But the 29-year-old’s epic assault on the Olympics had already featured the see-sawing emotional swings of a summer blockbuster.
On the morning of 2 August, she tripped at the start of the final lap of her 1500m heat. Her rivals cantered on as she scrabbled on the floor. For an instant it seemed her bid for three golds was over before it had really begun.
Hassan sprung to her feet, hared after the pack, made up 25 metres on them, and came through to win.
That evening, she returned to the Olympic Stadium and motored away from world champion Hellen Obiri to clinch 5,000m gold.
Despair to delight. But her second and final gold, that draining 10,000m triumph, was fuelled by anger.
Hassan had been unable to stick with the pace in the previous night’s 1500m final. Britain’s Laura Muir and Kenyan winner Faith Kipyegon turned up the heat to leave Hassan third.
On the bottom step of the podium, she stewed.
“When I lost, at the time, I was so mad,” she says.
“At the medal ceremony, when I went back to my room I knew there was something inside me.
“That was when I decided: I will die tomorrow, I will go to the end.”
The frustration and disappointment came out with everything else as she emptied the tanks in her final Tokyo race.
While Hassan’s rivals picked and chose their events, zeroing in to maximise their chances of gold, she says curiosity was behind her decision to go for a full house of distance events.
Was it possible, she asked herself? Logistically, athletically, mentally, could she contend across three events at the highest level in a painfully short span of time?
She could.
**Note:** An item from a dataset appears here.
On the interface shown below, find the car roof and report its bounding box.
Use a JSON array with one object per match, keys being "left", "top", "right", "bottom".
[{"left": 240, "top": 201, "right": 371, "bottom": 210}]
And now she, and others, might do it again.
“God willing,” she says, when asked about the prospect of fighting on three fronts at another major championship.
“But I don’t think it will be as hard as in Tokyo, because I have done it.
“Even if another athlete had done it, it is going to be much easier because we know it is possible.
“Something is always more difficult when we don’t know before.”
Her curiosity has been piqued by something else, though.
Hassan has plans to combine road and track, banking that her extraordinary talent can bridge the divide between the two.
She hopes to step up to marathons, while still taking on the best in stadiums. It’s another huge challenge.
Britain’s Mo Farah, himself an Olympic double distance champion, can attest to how confidence forged on the track can crumble on the tarmac, even when focusing solely on the marathon.
Hassan, though, has already shown in Tokyo that she’ll go to the brink to chase history and pursue greatness.